Understand and use sigma notation for sums of series — Edexcel A-Level Mathematics Revision
This topic covers the use of sigma notation to represent the sum of a series. Students must understand how to interpret the notation and apply it to calcul
Topic Synopsis
This topic covers the use of sigma notation to represent the sum of a series. Students must understand how to interpret the notation and apply it to calculate the sum of various series.

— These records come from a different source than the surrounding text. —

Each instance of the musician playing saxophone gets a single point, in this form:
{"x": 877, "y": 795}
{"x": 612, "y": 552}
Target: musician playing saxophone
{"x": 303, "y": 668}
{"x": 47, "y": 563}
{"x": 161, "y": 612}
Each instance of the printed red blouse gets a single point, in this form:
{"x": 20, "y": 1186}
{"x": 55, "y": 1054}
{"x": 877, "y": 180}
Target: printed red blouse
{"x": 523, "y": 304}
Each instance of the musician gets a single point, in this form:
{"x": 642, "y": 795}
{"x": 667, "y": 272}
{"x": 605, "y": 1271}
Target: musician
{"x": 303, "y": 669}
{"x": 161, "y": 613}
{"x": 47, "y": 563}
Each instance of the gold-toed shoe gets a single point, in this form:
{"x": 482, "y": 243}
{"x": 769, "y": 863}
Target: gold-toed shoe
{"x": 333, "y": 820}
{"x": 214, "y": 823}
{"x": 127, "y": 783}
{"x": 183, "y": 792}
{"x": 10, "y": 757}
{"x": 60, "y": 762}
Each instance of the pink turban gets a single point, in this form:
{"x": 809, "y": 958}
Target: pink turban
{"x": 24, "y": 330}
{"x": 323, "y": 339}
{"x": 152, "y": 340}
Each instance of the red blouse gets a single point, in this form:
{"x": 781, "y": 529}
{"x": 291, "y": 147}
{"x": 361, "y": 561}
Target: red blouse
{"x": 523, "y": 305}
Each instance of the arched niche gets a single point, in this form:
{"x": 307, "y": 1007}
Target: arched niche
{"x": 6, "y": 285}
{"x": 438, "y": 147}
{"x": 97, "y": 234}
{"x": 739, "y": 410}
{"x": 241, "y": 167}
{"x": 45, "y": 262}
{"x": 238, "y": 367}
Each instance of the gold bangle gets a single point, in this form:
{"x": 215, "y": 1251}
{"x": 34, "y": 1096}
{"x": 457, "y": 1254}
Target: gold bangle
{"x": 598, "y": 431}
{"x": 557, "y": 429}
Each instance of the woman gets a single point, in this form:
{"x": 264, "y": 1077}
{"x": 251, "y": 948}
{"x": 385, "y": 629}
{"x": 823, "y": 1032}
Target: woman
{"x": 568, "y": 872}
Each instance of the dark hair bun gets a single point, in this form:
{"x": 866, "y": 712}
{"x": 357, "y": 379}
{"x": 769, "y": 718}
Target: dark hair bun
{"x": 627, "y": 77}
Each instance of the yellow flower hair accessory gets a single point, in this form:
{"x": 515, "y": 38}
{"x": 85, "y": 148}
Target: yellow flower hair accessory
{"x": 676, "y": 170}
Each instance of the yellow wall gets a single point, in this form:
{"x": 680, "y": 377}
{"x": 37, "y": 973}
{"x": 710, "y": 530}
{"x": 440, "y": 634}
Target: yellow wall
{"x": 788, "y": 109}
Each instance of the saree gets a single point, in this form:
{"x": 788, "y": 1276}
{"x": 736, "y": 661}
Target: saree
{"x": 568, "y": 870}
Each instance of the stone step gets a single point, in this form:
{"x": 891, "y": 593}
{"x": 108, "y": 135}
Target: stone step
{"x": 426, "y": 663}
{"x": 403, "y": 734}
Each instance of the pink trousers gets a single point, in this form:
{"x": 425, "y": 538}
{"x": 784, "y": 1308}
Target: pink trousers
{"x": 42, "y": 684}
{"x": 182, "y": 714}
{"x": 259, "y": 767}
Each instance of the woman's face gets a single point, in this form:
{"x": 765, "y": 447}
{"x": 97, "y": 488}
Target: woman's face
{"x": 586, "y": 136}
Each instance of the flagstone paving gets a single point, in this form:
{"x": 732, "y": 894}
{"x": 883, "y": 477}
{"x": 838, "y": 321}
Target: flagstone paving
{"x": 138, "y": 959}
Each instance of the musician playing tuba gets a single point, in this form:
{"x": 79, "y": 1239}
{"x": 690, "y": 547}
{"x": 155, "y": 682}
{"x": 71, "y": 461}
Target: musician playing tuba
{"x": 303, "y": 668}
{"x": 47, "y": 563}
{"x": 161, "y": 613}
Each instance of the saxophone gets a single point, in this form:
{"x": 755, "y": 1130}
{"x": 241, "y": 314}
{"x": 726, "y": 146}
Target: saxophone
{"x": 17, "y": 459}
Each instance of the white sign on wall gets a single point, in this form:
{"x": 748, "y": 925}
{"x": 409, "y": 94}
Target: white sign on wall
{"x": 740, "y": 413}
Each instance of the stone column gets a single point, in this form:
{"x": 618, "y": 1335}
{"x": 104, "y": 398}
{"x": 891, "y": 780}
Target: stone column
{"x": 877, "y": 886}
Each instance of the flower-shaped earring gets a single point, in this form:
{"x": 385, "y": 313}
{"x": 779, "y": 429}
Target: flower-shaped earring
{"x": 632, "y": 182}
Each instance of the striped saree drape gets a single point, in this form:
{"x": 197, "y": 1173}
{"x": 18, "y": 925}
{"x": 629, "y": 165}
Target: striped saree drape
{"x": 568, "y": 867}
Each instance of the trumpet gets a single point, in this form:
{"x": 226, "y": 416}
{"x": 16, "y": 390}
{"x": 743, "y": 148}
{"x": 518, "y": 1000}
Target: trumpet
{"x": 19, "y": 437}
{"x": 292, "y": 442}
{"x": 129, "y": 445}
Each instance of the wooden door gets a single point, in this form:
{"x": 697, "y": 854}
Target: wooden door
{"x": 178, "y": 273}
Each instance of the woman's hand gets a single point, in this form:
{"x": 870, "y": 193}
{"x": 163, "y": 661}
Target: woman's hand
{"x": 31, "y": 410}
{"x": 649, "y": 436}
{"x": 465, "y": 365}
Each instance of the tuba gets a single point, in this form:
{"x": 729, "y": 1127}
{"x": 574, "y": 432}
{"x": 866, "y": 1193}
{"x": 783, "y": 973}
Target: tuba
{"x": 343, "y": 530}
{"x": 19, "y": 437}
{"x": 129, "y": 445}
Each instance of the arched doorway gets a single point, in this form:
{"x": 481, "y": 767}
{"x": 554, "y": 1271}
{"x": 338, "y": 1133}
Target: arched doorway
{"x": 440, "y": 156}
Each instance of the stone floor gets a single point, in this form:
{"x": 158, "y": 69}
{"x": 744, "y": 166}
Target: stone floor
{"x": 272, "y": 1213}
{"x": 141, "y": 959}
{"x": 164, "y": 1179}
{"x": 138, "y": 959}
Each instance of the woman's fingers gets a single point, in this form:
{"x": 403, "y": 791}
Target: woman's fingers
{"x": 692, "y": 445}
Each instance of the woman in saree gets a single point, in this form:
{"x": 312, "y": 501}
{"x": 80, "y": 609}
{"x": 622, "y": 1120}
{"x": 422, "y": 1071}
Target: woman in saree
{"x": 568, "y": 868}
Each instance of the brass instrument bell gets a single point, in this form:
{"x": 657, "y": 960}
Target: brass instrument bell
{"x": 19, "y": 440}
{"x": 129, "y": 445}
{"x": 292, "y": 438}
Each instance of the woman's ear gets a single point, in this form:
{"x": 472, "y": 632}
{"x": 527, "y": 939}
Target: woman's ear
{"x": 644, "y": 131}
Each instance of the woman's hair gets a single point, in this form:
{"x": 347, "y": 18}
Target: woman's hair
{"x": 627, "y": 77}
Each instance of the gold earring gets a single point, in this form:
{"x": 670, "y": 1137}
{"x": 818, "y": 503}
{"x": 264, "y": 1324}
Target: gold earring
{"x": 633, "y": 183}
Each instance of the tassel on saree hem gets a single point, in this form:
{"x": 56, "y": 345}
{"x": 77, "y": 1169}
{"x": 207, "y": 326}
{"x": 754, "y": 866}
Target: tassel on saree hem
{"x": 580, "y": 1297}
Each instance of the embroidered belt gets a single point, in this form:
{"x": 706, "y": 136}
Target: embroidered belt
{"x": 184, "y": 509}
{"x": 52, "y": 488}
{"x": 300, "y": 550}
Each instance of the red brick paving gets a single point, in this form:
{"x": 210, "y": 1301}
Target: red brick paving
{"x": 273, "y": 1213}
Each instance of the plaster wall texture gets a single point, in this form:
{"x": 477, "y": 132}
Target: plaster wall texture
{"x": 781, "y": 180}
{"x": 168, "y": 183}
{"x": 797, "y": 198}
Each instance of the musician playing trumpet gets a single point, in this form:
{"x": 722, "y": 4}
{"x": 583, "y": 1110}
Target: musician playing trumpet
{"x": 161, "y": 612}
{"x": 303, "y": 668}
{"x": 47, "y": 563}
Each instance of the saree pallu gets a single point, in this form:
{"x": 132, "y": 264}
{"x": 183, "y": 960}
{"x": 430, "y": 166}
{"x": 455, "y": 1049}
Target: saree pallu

Key Concepts & Core Principles
- The index of summation: the variable (e.g., i, r, k) that takes integer values from the lower limit to the upper limit. Changing the index name does not change the sum.
- Standard summation formulas: ∑_{i=1}^{n} i = n(n+1)/2, ∑_{i=1}^{n} i² = n(n+1)(2n+1)/6, ∑_{i=1}^{n} i³ = [n(n+1)/2]².
- Linearity of summation: ∑ (a_i ± b_i) = ∑ a_i ± ∑ b_i, and ∑ c·a_i = c·∑ a_i for constant c.
- Evaluating sums by splitting into known parts: e.g., ∑ (2i + 3) = 2∑ i + ∑ 3.
- Recognising arithmetic and geometric series in sigma notation: arithmetic series have constant difference, geometric have constant ratio.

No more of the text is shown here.